Reporter: Oginawa R Prayogo | Editor: Djumyati P.
JAKARTA. Bank Dunia mengatakan pertumbuhan ekonomi Indonesia masih bertahan terhadap pelemahan ekonomi global. Hal tersebut diakibatkan karena resesi yang masih berlanjut di wilayah Eropa, lemahnya pemulihan ekonomi Amerika dan juga perlambatan ekonomi di negara berkembang terutama China.
Meski situasi global yang belum pulih Penasihat Ekonomi Bank Dunia untuk Indonesia Ndiame Diop memuji stabilitas ekonomi domestik Indonesia, khususnya sektor investasi dan juga inflasi yang rendah dalam dua tahun ke belakang.

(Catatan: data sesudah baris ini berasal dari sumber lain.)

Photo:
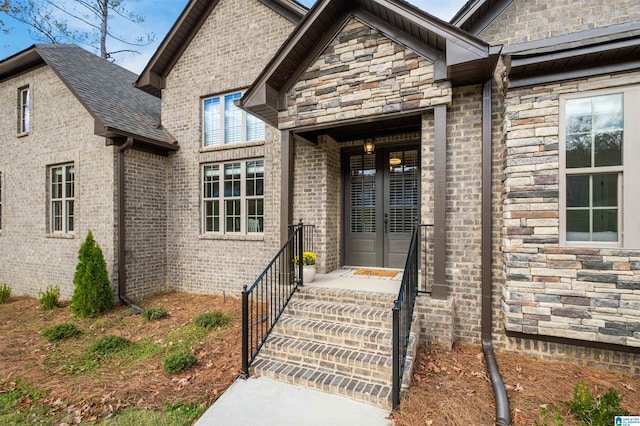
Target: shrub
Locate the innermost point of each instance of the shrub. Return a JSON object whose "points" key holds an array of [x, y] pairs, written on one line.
{"points": [[49, 298], [212, 320], [178, 362], [60, 332], [5, 292], [109, 344], [596, 411], [151, 314], [92, 294]]}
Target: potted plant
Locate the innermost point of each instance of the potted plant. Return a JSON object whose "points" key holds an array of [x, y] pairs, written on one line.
{"points": [[308, 266]]}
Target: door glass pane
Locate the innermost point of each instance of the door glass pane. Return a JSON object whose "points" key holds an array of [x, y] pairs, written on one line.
{"points": [[578, 225], [577, 191], [363, 193], [232, 119], [608, 147], [578, 150], [605, 190], [605, 225]]}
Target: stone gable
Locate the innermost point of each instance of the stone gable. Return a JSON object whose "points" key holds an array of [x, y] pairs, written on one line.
{"points": [[528, 20], [362, 73]]}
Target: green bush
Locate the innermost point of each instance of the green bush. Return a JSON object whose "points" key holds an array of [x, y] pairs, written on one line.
{"points": [[109, 344], [596, 411], [5, 292], [151, 314], [212, 320], [178, 362], [49, 298], [92, 294], [60, 332]]}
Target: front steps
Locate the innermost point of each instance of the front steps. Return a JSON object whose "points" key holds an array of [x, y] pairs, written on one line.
{"points": [[337, 341]]}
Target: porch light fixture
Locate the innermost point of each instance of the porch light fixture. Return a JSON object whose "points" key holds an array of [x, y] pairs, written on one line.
{"points": [[369, 146]]}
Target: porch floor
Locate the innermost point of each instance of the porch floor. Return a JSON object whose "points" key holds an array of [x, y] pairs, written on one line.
{"points": [[347, 278]]}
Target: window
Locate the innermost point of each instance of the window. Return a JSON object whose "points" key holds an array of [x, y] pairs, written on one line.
{"points": [[599, 136], [24, 106], [62, 198], [233, 197], [225, 123]]}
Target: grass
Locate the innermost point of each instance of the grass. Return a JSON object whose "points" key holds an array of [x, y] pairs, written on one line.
{"points": [[60, 331], [177, 362], [109, 344], [213, 320]]}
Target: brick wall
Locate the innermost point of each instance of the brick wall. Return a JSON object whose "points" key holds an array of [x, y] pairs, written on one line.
{"points": [[587, 294], [528, 20], [146, 223], [234, 44], [362, 73], [31, 258]]}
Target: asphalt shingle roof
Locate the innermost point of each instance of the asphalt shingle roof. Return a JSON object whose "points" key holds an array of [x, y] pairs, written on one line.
{"points": [[107, 91]]}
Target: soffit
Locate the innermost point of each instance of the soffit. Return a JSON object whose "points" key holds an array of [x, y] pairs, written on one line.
{"points": [[465, 59], [594, 52], [185, 28]]}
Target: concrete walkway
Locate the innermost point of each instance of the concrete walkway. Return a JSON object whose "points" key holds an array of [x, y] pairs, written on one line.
{"points": [[265, 402]]}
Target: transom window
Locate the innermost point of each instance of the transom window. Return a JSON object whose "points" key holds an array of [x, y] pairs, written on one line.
{"points": [[225, 123], [24, 107], [598, 137], [233, 197], [62, 198]]}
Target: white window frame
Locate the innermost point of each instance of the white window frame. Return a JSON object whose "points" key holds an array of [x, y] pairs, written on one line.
{"points": [[628, 175], [208, 199], [62, 201], [24, 110], [245, 118]]}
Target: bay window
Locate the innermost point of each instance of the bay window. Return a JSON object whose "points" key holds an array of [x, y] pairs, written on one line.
{"points": [[233, 197], [598, 146], [225, 123]]}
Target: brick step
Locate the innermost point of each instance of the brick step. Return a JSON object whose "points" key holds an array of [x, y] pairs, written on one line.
{"points": [[346, 297], [363, 364], [378, 318], [345, 335], [324, 380]]}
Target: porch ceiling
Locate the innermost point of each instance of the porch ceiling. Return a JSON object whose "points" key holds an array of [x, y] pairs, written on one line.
{"points": [[365, 129]]}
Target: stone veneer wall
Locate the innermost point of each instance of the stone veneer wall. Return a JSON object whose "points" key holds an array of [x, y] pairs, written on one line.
{"points": [[246, 34], [362, 73], [528, 20], [146, 223], [587, 294], [30, 257]]}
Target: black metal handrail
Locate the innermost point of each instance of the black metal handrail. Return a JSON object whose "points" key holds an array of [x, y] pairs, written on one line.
{"points": [[403, 312], [265, 300]]}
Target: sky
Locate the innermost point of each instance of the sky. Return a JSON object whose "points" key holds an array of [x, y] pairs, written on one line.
{"points": [[159, 17]]}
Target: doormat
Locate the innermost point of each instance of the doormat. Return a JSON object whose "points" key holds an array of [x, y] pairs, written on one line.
{"points": [[375, 273]]}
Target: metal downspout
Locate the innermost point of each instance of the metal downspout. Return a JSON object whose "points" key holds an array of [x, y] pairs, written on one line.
{"points": [[503, 412], [122, 235]]}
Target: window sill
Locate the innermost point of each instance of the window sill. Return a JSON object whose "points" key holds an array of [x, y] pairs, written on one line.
{"points": [[62, 236], [232, 237], [231, 146]]}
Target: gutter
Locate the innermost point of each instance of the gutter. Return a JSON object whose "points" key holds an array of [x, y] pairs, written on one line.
{"points": [[503, 412], [122, 235]]}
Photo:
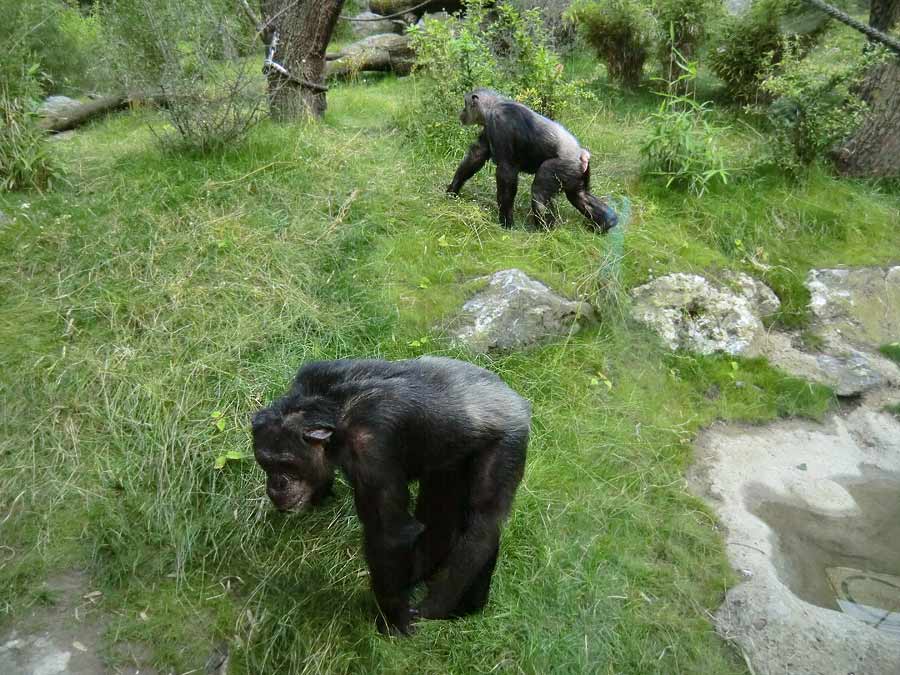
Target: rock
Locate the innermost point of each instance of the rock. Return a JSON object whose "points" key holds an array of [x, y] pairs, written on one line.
{"points": [[513, 312], [861, 305], [374, 27], [432, 16], [848, 371], [57, 106], [691, 313], [761, 297]]}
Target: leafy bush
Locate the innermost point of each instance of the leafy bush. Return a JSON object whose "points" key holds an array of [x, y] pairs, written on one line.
{"points": [[620, 31], [211, 103], [506, 50], [683, 144], [746, 47], [683, 26], [749, 46], [25, 157], [58, 37], [815, 104]]}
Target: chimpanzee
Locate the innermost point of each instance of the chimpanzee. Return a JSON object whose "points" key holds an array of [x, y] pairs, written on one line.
{"points": [[519, 139], [454, 427]]}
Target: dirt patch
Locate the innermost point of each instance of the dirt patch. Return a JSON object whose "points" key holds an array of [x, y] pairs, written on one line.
{"points": [[810, 531], [63, 635]]}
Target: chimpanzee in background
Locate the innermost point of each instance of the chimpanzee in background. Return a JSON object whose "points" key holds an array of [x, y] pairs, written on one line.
{"points": [[519, 139], [454, 427]]}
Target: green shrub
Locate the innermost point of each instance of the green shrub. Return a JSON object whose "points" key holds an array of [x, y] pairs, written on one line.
{"points": [[506, 50], [210, 103], [620, 31], [25, 158], [59, 37], [682, 145], [815, 104], [683, 26], [746, 48]]}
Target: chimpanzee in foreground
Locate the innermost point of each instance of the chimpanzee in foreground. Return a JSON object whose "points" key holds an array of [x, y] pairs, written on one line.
{"points": [[454, 427], [519, 139]]}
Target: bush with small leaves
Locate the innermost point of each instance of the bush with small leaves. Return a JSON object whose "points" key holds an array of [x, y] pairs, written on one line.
{"points": [[815, 101], [621, 32], [683, 144]]}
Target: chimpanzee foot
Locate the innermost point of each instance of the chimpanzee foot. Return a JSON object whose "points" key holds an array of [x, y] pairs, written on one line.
{"points": [[399, 626]]}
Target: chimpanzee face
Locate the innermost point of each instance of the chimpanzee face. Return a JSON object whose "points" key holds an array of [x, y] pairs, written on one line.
{"points": [[471, 113], [292, 454]]}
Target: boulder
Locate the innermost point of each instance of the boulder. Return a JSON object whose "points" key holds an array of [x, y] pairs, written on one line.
{"points": [[689, 312], [374, 25], [761, 297], [861, 305], [515, 311]]}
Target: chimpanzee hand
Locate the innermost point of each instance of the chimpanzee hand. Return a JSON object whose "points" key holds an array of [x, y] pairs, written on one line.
{"points": [[398, 626]]}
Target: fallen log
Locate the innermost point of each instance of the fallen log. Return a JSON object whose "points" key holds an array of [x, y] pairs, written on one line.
{"points": [[386, 53], [74, 116]]}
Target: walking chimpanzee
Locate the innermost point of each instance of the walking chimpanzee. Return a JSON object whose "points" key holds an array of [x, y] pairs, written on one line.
{"points": [[454, 427], [519, 139]]}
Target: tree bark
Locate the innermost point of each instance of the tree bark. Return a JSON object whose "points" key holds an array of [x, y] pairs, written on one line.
{"points": [[303, 29], [874, 150], [883, 14]]}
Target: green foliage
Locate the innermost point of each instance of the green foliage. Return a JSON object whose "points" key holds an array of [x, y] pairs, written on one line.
{"points": [[683, 145], [620, 31], [505, 49], [26, 160], [683, 26], [816, 105], [892, 351], [746, 47], [54, 34], [210, 103]]}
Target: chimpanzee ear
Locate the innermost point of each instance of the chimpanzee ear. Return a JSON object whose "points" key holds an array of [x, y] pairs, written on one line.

"Perekonomian global dan Indonesia sangat kontras. Ekonomi global sangat rapuh dan Indonesia mempunyai pertumbuhan ekonomi tinggi dan besarnya kepercayaan investor. Salah satu faktor lain dalam perekonomian Indonesia ialah inflasi inti yang rendah dan stabil dan ini terjadi dua tahun terakhir. Inflasi hal yang penting untuk bagaimana bank sentral menanggapi isu ini," kata Ndiame, Senin (15/10).
Menurut Ndiame sektor investasi menjadi kunci dalam kontribusi pertumbuhan ekonomi Indonesia selama beberapa waktu ke belakang. Hal tersebut mempunyai pengaruh ke pertumbuhan dalam jangka pendek saja tapi juga jangka panjang.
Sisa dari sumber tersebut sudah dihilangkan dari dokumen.